There are enough Mercier family members working at the orchard to pretty much always have one or the other on the back of the tractor, talking to the customers. Foster’s favorite story to tell concerns customers taking their first bite out of an apple they just plucked off one of Mercier’s trees (they planted 10,000 trees this year).
“They want to know,” he says, “ 'why does it taste so good?' " They often say that it tastes like a candied apple. And Foster explains to them, “That’s probably the first time you’ve ever bitten into a fresh apple.”
What people don’t realize, he says, is that controlled atmospheric storage allows apple orchards in places like Washington state to keep apples in storage for 18 months. That means, he says, that when you go to the grocery store and buy apples, “probably 90 percent of the time – because it’s not apple season all of the time – you’re buying last year’s crop.”
When a Mercier customer bites into a fresh apple for the first time, he says, “Right then and there, we know we have a customer for life.”
In the early fall, Mercier’s sells – among several apple varieties – the Honey Crisp, which is in season for only about four weeks. When customers taste a Honey Crisp, Foster says, they ask where they can get it. The Mercier answer: “Here.. Grocery stores don’t sell it. You can’t get it in the state of Georgia unless you come to a little apple house like us.”
“Little,” however, hardly describes Mercier’s.

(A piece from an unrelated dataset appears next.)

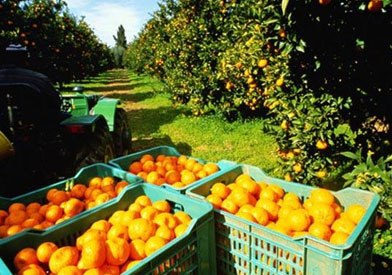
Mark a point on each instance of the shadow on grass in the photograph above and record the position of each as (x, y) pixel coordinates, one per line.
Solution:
(131, 97)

What started as, essentially, a roadside fruit stand has grown into a bustling retail store complete with gifts, a bakery and a delicatessen that serves breakfast and lunch, an online store, and a wholesale fried pie operation.
This fall, Mercier’s will sell fried pies, apple slushies, plus candied and caramel apples, at the six Georgia Tech home football games. And Mercier’s is in the final stages of building a traveling concession trailer that will sell apples, cider, candied apples and fried pies at festivals around the Southeast.

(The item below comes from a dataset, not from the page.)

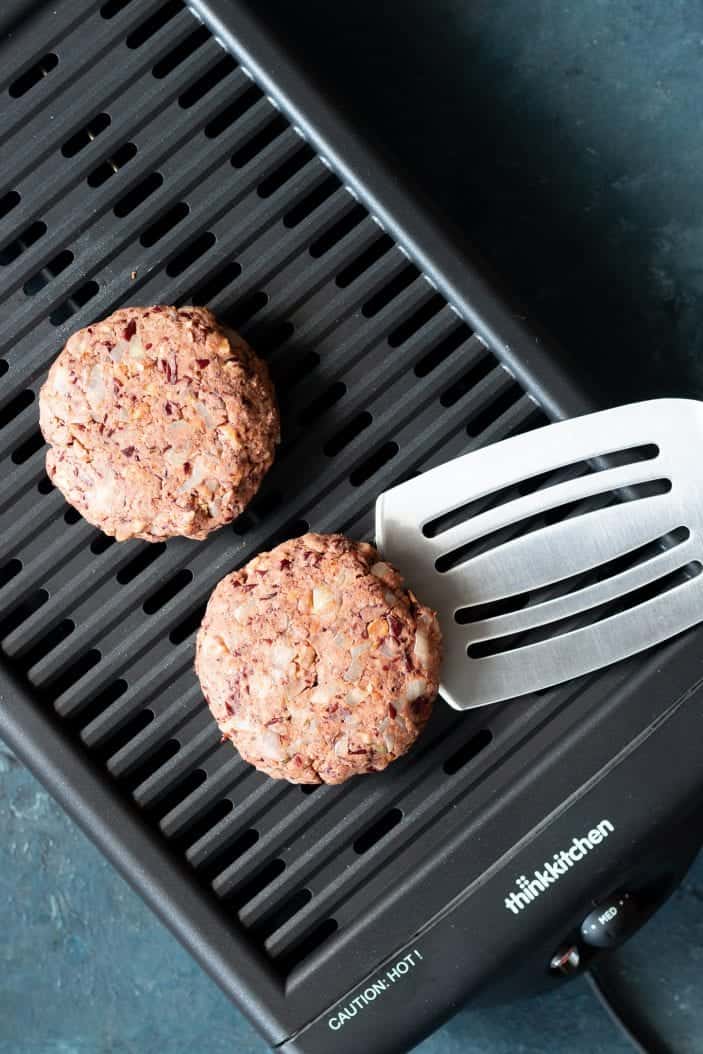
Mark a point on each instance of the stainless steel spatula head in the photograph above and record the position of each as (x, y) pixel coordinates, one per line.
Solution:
(557, 552)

Last year during apple season, family members surveyed the tour buses that stopped at Mercier’s and counted 500 in the month of October alone. Mercier’s now has a Facebook page where customers leave comment after comment about their experiences picking and eating fresh fruit.
This year marked Mercier’s first blossom tour, during which customers ride out into the orchard and observe the stages of apple growth. “An apple doesn’t just all of a sudden show up on the tree,” Foster says. “It starts as a little flower.”
Seven vendors operate inside the store and another couple sell their wares out in the parking lot. In addition to fresh fruit, bakery items and cider, Mercier’s sells a wide variety of products ranging from kitchen gadgets to popcorn, spices, floral arrangements and bird feeders.
Whatever the season, Mercier’s makes samples available in the store.
“Our product sells itself, so why not let it?” asks Foster. “When we have fresh fruit in, that whole area (in the back of the sprawling store) is geared. We’re slicing strawberries back there right now. We’ll make strawberry shortcake and sample it. Or we’ll make chocolate-dipped strawberries and sample those. We’ll bake an apple. We’ll fry some apples. We’ll do some apple crisp.”
Mercier’s has a bakery program for kids where they come in and bake up something special, say, for Mother’s Day or Father’s Day.
And through it all, Mercier’s is always, always baking fried pies: one million of them per year. When all is said and done, Foster says, “We are fried pies.”
Perhaps the greatest testament of all to the fact that Mercier’s is, above all, a family operation is that 92-year-old Adele Mercier, who is in her 68th crop year, still works at the orchard 40 to 50 hours per week.